For of a sudden the roar of the sea burst up at them from their very feet, and the guide, with a cry, sank in the darkness. Frodi clutched at him, but caught only the cloak; the clasp broke, and the man fell to his death. Those other three stood at the edge of the cliff, while below the sea thundered, yet they saw nothing.

Then Rolf took Grani by the arm and drew him away. Frodi followed. The noise of the surf was suddenly lost in the wind, and no one would have known they were near the cliff. Rolf led the way inland, and Frodi walked last; they went very cautiously, and Frodi was ever ready to seize on Grani. At last they reached a mound. In its lee the wind was less, and the snow was piling deep; Rolf scooped space for them all, and there they sat down side by side.

After a space Grani said, "It grows cold." Frodi wrapped him in the guide's cloak. For another while they sat silent, until Grani said again: "I am too weary to walk another step, yet if I sit here I shall freeze. Frodi, what can we do?"

Frodi knew nothing which could be done. "Either we should walk over the cliffs, or die of freezing in the first mile. We must stay here. Take warmth from us."
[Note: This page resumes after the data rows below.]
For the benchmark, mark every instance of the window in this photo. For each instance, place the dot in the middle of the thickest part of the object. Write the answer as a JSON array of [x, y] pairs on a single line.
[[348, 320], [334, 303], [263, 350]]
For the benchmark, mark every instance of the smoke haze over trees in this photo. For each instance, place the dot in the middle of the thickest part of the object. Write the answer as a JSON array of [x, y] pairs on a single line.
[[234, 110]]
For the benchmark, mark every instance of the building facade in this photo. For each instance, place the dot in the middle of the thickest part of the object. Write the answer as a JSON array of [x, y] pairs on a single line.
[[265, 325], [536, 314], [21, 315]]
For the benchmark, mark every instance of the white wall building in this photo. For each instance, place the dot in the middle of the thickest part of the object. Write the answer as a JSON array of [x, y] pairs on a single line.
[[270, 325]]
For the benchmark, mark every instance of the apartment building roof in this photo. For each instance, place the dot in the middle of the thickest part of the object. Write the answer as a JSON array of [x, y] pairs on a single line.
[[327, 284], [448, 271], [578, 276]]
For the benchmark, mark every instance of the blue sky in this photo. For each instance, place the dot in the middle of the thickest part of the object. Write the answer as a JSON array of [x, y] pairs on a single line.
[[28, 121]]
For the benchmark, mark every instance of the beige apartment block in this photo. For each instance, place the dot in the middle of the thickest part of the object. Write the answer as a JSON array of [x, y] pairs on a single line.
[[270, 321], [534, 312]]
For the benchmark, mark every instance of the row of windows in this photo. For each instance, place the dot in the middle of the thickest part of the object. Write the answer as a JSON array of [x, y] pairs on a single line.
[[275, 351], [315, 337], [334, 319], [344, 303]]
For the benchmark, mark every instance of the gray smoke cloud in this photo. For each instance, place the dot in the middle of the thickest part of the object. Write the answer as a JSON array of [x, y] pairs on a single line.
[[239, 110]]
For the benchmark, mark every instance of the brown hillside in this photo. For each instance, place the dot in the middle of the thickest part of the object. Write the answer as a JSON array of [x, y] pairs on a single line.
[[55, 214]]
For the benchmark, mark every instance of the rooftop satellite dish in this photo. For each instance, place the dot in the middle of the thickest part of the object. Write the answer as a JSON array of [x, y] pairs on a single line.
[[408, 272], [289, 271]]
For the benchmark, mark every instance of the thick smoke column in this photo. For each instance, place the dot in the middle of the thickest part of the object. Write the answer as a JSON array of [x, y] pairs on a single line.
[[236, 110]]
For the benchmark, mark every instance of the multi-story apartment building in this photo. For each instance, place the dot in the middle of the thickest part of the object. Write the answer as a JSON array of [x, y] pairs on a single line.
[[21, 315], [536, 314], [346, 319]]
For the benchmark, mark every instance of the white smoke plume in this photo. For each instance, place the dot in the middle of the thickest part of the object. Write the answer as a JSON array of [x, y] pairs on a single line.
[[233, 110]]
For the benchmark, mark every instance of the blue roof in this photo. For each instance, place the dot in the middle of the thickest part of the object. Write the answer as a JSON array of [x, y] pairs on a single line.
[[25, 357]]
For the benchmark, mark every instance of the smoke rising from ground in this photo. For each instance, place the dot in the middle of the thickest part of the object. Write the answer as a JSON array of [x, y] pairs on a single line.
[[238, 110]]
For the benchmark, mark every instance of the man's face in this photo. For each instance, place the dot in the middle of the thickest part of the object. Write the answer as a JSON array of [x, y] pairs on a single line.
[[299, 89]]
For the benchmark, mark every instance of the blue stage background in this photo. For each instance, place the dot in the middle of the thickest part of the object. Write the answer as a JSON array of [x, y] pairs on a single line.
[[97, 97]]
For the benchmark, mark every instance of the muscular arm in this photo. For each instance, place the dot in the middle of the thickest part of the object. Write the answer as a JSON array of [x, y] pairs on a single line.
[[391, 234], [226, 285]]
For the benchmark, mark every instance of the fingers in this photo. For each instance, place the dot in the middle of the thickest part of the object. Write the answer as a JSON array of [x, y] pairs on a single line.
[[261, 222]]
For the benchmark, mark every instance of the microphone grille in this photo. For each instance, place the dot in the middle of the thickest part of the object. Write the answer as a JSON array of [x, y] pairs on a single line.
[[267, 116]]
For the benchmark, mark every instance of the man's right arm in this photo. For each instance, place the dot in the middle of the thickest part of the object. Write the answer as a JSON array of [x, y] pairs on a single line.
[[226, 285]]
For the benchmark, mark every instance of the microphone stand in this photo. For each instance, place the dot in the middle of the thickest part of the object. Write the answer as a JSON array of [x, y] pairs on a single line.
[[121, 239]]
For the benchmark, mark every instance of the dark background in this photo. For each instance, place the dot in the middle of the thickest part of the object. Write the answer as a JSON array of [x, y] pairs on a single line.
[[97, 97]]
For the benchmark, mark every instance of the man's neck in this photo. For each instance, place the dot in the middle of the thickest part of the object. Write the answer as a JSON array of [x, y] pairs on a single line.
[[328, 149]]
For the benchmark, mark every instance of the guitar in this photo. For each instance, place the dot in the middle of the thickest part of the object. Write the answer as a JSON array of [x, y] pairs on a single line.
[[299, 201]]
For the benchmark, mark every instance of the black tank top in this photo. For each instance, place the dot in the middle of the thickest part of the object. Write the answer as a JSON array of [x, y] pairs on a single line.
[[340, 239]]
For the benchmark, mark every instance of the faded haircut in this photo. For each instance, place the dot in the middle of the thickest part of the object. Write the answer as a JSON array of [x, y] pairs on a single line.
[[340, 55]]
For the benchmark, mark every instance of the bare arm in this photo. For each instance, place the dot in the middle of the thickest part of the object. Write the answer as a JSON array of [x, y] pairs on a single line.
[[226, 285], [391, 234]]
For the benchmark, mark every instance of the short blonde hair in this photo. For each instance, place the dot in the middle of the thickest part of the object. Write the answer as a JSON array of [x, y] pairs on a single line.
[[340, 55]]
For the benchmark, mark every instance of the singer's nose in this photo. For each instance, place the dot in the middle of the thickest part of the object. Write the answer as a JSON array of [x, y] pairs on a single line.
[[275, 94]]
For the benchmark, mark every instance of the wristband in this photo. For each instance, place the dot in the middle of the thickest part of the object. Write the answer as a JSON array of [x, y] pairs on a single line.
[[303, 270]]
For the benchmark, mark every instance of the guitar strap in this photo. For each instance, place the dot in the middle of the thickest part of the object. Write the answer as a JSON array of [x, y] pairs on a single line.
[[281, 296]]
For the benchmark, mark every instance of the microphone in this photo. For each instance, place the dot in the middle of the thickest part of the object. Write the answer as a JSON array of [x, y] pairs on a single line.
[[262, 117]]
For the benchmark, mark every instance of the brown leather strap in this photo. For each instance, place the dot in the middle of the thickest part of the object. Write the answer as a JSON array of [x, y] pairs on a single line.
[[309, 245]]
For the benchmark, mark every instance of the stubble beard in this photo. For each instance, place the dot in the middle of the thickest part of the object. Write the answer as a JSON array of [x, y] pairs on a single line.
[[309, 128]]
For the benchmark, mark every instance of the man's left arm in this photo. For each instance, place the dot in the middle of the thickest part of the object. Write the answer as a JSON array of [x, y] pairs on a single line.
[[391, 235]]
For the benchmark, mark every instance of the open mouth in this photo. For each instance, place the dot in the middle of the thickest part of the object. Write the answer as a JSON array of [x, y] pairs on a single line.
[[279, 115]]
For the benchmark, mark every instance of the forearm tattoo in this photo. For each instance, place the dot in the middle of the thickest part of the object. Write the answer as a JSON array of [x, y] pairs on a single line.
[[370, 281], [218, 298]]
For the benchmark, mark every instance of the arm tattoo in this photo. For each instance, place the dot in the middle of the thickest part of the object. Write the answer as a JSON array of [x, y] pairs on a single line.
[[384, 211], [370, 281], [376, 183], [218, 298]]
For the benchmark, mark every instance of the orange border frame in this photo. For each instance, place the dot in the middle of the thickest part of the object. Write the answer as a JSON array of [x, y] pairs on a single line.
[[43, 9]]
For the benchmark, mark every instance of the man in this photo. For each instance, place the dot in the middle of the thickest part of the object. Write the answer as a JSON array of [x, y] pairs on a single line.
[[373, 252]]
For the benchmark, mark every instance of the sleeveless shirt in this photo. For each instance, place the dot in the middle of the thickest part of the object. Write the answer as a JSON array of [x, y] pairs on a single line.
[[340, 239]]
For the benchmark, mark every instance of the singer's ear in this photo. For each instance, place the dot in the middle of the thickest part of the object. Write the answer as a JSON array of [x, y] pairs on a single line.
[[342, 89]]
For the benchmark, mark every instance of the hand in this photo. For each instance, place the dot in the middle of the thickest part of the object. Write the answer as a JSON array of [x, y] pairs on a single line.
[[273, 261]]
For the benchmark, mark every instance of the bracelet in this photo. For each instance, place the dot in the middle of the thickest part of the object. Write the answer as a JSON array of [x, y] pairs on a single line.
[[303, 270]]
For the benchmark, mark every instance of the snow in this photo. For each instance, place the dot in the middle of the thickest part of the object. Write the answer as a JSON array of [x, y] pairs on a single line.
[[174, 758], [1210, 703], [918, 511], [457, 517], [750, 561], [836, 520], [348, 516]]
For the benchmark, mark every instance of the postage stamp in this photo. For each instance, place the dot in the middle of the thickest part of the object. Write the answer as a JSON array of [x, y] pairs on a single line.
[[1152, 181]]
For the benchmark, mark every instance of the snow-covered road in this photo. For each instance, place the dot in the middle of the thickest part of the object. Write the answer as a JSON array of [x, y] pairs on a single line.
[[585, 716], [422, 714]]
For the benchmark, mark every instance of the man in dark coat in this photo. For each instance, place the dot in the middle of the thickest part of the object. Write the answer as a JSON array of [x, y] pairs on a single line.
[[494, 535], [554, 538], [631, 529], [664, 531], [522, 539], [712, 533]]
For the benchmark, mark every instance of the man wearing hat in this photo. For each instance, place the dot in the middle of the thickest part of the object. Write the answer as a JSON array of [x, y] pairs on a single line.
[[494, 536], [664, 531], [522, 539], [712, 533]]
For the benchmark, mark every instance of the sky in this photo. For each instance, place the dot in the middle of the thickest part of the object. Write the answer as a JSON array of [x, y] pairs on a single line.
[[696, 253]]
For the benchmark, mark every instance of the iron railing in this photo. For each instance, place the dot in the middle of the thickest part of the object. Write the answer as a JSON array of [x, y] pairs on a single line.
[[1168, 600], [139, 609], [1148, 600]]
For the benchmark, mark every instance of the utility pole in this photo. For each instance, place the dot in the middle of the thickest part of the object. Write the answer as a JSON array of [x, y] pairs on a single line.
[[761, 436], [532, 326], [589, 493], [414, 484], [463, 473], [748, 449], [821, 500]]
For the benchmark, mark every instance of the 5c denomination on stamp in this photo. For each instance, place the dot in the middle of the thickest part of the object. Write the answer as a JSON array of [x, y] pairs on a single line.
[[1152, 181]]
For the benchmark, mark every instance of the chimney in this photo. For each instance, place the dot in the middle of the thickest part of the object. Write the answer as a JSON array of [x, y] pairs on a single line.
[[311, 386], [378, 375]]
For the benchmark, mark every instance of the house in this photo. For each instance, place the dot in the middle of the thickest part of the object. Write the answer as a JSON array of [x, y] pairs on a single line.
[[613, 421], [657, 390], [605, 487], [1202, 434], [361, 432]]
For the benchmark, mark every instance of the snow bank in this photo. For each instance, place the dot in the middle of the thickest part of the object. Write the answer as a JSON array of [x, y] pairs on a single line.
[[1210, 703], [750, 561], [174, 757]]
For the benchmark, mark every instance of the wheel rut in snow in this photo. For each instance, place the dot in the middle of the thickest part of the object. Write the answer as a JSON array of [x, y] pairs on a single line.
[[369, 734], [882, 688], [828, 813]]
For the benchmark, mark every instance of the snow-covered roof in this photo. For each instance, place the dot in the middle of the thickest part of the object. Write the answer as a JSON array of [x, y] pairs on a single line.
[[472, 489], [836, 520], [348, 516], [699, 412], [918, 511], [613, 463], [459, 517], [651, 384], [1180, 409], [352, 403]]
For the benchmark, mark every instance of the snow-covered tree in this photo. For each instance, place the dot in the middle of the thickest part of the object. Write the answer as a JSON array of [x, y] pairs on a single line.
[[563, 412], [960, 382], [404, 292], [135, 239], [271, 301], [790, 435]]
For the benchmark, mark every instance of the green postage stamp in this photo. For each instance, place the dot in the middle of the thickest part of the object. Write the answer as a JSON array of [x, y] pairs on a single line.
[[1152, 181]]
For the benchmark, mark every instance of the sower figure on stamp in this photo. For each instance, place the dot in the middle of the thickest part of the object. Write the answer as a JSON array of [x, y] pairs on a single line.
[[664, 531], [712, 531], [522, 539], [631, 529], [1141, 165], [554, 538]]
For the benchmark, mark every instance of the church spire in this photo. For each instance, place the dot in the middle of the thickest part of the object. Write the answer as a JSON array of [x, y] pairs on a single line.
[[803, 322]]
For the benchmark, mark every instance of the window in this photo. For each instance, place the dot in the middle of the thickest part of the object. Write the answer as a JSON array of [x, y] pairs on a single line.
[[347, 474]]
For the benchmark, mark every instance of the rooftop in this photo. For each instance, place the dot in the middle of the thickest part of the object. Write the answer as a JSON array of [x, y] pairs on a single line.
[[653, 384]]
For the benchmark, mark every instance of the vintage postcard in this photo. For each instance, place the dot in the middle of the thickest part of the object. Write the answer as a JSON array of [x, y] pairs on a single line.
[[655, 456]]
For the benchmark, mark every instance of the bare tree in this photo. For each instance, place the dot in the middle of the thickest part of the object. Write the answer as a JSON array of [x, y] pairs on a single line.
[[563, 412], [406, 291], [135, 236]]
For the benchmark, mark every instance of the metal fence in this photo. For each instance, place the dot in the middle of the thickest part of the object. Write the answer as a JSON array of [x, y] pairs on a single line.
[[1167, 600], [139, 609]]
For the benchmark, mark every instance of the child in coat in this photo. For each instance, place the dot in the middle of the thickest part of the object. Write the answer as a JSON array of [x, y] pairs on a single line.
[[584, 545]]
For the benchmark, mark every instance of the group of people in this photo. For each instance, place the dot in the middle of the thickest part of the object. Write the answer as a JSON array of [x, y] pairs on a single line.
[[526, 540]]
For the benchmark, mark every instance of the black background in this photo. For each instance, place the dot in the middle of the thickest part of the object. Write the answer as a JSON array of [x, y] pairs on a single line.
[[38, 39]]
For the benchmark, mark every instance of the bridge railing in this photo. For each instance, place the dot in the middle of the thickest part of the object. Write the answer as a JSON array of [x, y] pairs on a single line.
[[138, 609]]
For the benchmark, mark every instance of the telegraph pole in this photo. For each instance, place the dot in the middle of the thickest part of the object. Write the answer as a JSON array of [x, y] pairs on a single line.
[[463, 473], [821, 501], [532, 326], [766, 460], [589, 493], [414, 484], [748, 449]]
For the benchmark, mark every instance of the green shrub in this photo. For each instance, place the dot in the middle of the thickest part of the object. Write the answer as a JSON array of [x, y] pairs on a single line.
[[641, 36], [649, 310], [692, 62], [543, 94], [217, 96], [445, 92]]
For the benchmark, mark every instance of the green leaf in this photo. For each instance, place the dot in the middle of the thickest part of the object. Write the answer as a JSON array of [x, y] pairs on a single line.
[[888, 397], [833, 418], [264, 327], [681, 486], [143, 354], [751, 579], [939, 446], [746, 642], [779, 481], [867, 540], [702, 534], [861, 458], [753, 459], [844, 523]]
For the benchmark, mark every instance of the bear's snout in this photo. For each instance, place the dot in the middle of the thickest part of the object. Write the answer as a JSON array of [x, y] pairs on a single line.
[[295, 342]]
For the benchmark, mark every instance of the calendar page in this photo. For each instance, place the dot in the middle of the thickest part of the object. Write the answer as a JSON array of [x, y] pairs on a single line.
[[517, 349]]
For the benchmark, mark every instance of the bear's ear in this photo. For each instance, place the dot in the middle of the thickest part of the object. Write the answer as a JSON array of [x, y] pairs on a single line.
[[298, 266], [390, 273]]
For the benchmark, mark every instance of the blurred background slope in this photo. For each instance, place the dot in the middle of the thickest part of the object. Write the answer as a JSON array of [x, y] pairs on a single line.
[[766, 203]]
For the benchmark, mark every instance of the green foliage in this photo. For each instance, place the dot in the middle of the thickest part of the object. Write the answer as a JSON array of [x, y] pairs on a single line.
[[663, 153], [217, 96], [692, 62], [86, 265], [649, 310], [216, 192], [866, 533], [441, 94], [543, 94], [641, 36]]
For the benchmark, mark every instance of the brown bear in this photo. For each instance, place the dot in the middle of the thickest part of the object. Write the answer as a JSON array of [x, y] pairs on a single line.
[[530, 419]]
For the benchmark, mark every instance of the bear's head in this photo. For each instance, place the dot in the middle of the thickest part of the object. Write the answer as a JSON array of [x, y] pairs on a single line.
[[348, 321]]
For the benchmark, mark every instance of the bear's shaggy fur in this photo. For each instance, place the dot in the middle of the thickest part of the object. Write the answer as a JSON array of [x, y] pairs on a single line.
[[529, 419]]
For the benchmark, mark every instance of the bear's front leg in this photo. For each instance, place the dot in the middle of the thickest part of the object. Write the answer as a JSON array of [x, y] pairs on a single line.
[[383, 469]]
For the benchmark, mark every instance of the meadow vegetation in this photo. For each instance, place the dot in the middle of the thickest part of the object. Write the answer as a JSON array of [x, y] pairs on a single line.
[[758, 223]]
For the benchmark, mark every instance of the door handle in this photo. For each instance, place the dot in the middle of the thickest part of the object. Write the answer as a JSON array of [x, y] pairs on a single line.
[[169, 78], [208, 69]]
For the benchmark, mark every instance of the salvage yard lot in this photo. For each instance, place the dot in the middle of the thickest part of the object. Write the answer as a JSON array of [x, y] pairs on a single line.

They sat closer to him, but still he was cold. After a while he said: "I am sorry we brought not our cloaks." They answered nothing. The snow heaped around them, yet Grani fell to shivering. Then he said: "I am sorry we turned not back." They still said nothing. At last Grani could bear it no longer, and he cried:

"Rolf, if thou hast anything to say, say it before we all die!"

Rolf answered: "I have been thinking. What is this mound behind us?"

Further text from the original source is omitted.